Secondly, the Catholic Church neither paid much attention to exorcism and to the different methods employed by exorcists, nor did it restrict the performance of exorcism to priests until the later years of the sixteenth century. It was only by the late sixteenth century, due to new definitions of “superstition” and to the competition with the reformed branches of Christianity, that exorcism “became important,” its rites standardized, and its use restricted to priests.

 

But a third cause for the growing attention paid to demonic possession and exorcism had to do with a longer term development: Spirit possession became troublesome when more and more lay women started to claim spiritual (divine) possession, and gained growing popularity as prophetesses and mystics. Threatened by this feminization of the access to the divine, the church developed, for the first time in its history, a method for the discernment of possessing spirits.

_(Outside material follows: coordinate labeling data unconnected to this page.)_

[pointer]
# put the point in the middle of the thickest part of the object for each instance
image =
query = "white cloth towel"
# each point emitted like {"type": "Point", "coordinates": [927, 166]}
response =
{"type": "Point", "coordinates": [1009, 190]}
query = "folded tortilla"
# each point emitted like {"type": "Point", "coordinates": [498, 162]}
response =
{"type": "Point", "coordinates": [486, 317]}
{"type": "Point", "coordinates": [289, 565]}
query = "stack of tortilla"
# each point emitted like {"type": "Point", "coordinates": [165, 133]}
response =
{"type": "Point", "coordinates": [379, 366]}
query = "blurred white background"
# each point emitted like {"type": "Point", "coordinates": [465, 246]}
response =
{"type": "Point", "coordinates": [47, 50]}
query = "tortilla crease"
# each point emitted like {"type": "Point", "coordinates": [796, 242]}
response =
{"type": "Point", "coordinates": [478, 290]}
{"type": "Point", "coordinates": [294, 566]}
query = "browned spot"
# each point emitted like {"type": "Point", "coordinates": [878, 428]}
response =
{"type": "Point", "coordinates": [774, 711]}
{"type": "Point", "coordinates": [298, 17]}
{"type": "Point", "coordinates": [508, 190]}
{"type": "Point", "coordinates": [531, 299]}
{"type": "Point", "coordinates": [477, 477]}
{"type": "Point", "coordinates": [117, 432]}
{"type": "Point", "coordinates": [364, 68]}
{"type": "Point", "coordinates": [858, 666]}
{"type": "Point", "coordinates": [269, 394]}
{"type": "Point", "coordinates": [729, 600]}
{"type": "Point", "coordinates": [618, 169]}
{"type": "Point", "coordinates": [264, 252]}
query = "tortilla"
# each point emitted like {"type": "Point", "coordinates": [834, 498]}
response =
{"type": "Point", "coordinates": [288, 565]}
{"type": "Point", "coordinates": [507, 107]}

Since the morphology of both divine and demonic possessions was similar, as the number of claimants for spiritual access to the divine grew, the church was more and more likely to discern their possessing spirits as malevolent rather than benevolent.

 

 

            It was the systematic study of methods of discernment that led me to my current project. It is a common assumption in almost all the historiography of the transition from pre-modernity to modernity that Protestantism made a unique contribution to the creation of the modern world as we know it.  My new project argues that some of the major characteristic of modernity that are attributed to Protestantism, were, in fact, part and parcel of early modern Catholicism.  I intend to examine at least three aspects of the project: the birth of the modern and introspective self; the development of new systems of discernment of difference; and the coming into being of a public sphere.  At this point I am still in a very preliminary stage of collecting material and reading, but have recently published a theoretical article delineating the general framework of my argument.